17. All seminarians are expected to be familiar with and to abide by Seminary codes and policies, as well as local, state and federal laws relating to electronic media, copyrights, privacy, and security.

18. Social networking websites are form of communication with the outside world and are as such a form of external forum. Seminarians who hold accounts on social network sites (i.e. Facebook, Twitter, Tumblr etc.) should be aware that our regulations for communication with outside world apply to them.

19 ALL USE OF PRIVATE MOBILE PHONES IN THE SEMINARY IS STRICTLY PROHIBITED. All other electronic devices may not be used in any manner that disrupts the educational process, is illegal, or violates seminary policies and/or seminary regulations. Seminarians are prohibited from using privately owned electronic devices, including but not limited to cellular telephones, Blackberries, iPhones, handheld computers,  MP3  players and electronic games during classes, study halls, and other school activities and at all times when silence is prescribed by seminary regulations. Seminarians must also obtain permission from any individual appearing in a photograph or video prior to posting on any social networking site or other Internet site such as Youtube.

If ICTs are to be correctly employed it is essential that all who use them know the principles of moral order and apply them faithfully. Its use for good purposes requires sound values and wise choices on the part of individuals. The goal of this policy is to promote and encourage responsible and respectful use of ICTs.

The use of ICT has a moral dimension. This means that as Catholic men striving to live a virtuous life, we must go beyond the minimum law and institutional policy to practice actively the virtues that are called for with use of ICT. The first of these is prudence, which helps one use his practical reason to discern the true good in every circumstance and to choose the right means in attaining that good. The next is temperance, which helps one to moderate the attractions of pleasures and provide a balanced use of created goods (cf. CCC #1806 & 1809). Chastity is also a key virtue in information technology use. With the excess of debased material available in the Internet, one must seek to be chaste with continual vigilance. To this end prudence and temperance are necessary in determining how and how often to make use of ICT.

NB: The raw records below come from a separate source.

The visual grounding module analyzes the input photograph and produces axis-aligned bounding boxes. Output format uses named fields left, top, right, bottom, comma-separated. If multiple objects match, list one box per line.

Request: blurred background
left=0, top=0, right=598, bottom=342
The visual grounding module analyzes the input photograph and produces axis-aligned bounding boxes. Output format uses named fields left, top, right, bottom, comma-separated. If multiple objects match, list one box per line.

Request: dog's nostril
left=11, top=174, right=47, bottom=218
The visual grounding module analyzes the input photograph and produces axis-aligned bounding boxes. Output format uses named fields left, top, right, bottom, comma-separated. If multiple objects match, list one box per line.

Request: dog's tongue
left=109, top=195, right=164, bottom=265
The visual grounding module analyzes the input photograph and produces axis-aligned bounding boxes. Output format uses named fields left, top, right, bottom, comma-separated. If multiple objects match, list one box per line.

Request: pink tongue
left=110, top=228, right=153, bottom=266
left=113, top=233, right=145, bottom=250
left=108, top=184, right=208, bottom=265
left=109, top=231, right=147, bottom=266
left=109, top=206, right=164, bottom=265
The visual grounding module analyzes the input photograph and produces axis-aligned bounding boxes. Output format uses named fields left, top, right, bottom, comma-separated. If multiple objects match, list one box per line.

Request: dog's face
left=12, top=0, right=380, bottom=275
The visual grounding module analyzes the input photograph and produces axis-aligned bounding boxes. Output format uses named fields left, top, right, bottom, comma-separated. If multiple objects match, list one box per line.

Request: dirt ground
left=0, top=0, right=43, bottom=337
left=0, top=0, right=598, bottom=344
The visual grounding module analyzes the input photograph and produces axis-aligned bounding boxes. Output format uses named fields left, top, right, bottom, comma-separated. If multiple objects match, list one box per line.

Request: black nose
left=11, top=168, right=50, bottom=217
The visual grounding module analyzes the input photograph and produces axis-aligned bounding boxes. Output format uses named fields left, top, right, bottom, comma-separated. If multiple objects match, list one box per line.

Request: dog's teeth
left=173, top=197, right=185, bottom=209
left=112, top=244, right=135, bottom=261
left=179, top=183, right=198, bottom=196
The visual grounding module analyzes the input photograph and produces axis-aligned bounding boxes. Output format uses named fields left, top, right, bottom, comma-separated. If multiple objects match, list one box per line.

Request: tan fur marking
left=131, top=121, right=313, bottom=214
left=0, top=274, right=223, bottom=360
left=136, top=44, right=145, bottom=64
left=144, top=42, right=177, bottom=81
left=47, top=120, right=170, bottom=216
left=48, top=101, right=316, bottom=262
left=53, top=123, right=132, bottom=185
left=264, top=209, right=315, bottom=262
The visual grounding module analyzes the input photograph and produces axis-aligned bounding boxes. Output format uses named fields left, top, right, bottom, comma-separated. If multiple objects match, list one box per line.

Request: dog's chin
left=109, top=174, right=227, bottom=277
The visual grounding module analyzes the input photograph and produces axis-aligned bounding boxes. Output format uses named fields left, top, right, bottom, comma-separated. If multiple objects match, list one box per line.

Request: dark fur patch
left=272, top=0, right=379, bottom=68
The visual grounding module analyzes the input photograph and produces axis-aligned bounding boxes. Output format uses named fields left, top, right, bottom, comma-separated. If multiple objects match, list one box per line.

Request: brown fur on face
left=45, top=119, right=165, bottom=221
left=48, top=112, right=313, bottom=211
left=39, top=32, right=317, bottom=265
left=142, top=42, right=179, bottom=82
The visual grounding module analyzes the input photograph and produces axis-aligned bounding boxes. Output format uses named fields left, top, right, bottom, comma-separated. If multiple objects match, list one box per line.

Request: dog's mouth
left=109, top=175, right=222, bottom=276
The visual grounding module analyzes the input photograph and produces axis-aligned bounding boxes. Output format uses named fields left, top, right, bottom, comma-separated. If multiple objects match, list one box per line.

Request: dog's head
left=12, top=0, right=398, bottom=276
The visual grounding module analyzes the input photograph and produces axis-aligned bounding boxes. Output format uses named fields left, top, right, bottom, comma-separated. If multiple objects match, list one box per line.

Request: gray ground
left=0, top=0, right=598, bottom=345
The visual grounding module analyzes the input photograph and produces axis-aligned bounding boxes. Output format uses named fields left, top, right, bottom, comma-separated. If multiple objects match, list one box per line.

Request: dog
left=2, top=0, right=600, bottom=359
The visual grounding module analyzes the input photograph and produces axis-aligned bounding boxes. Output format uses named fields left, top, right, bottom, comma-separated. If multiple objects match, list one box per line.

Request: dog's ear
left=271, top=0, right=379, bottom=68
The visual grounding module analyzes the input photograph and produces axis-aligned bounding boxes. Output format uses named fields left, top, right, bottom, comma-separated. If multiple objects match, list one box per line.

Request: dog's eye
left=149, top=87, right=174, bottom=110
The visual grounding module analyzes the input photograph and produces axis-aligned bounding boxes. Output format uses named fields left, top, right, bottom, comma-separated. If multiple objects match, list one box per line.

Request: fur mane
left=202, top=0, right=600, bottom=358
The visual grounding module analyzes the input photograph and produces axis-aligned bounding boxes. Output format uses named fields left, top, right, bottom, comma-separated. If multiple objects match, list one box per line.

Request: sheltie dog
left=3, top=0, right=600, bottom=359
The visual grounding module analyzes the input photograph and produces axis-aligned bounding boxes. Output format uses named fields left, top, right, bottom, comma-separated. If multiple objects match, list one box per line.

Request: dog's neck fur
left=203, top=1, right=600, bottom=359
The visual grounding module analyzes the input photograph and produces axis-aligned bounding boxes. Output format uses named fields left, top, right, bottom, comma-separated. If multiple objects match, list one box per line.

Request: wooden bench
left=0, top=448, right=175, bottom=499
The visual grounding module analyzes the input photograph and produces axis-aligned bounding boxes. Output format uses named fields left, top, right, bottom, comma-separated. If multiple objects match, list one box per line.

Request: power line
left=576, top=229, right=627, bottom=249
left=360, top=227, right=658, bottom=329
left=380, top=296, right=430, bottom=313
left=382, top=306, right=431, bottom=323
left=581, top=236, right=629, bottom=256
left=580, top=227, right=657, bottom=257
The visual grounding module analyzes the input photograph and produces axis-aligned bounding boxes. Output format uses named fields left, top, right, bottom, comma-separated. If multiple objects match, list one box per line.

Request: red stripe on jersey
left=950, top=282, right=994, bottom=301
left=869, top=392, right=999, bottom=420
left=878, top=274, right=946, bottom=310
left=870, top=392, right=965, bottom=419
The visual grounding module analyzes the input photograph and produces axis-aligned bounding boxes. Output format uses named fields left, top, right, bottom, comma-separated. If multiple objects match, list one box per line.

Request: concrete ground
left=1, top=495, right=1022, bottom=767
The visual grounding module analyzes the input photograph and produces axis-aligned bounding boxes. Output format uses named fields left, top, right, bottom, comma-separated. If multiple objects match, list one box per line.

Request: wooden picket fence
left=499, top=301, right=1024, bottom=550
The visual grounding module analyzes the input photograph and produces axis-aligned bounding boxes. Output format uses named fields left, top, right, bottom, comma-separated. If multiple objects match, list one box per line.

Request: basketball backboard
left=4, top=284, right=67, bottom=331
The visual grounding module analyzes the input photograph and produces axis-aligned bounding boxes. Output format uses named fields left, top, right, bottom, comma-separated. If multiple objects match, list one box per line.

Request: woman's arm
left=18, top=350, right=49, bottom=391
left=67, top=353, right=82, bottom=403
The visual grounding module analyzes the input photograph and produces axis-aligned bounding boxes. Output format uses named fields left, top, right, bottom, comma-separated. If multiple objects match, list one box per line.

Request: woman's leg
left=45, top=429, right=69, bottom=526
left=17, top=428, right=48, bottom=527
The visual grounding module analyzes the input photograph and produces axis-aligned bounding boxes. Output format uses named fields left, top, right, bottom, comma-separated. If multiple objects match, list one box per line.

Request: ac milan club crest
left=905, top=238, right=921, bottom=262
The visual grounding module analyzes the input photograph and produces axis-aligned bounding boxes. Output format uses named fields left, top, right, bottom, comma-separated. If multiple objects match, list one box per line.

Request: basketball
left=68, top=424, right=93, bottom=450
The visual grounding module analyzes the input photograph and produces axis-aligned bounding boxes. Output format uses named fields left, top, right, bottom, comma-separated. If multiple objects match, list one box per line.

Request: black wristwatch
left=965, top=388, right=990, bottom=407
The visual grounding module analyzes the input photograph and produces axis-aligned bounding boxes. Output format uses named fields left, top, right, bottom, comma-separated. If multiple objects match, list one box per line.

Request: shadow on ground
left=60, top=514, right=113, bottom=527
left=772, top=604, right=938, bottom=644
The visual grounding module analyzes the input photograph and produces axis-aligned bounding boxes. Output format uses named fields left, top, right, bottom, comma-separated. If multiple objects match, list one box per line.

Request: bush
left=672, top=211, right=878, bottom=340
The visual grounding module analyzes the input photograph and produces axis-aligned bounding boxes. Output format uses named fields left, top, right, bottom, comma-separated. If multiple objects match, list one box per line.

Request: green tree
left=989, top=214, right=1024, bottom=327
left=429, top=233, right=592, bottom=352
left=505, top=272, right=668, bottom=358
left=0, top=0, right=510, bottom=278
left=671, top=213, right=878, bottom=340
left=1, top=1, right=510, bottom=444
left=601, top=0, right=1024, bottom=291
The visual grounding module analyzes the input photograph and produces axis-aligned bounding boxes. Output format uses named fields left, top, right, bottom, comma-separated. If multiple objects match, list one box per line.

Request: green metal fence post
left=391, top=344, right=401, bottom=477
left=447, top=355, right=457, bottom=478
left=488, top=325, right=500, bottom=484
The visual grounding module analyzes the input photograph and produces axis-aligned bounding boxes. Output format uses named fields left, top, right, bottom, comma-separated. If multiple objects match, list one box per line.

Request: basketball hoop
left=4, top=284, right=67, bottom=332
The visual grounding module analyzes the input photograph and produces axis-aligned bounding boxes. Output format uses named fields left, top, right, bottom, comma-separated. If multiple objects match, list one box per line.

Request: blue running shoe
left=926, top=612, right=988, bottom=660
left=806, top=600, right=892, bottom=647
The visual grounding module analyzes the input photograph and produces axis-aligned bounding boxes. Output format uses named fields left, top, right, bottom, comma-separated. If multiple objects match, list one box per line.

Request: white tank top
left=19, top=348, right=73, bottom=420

Other virtues to be sought include: Charity, Patience, and Humility. Charity, particularly in correspondence and other communications, is necessary for one to be a preacher of the Gospel through his actions. Patience is also to be striven for especially when dealing with those whose views are contrary to the Catholic Church. Finally, humility is to be sought to help one treat the other people as persons and not as objects for his pleasure or amusement.

As men, we are subject to temptations towards lust, greed, and gluttony. We must recognize these temptations and passions and take measures to keep them in check. Discipline is called for, and by exercising the above virtues, an apprenticeship is begun in self-mastery, which is training in human freedom. Self-mastery includes learning to govern the passions.


 ICTs are powerful learning tools. However, with this power comes a great responsibility. They are truly a gift to humanity and we must endeavor to ensure that the benefits they offer are put to the service of our integral formation while we strive to avoid their negative impact. The Internet feeds fantasy and not reality. Internet abuse and addiction is a prevalent and growing reality within our society and sobering erosion of the Internet’s benefits. Pornography is the most cited abuse; others include, but are not limited to online gaming, shopping and gambling addictions.

The Internet feeds fantasy and not reality. It can easily become for some, a world onto itself where it is easy to lose track of time. That is why effective time management is essential for everyone. Managing your time profitably and productively and tending to your academic, spiritual, human and pastoral formation is of utmost importance.

The policies enunciated above are designed to assist you in striving to be accountable for your use of ICTs for your self-formation. They are not exhaustive and are subject to revision as technologies develops and new issues arise.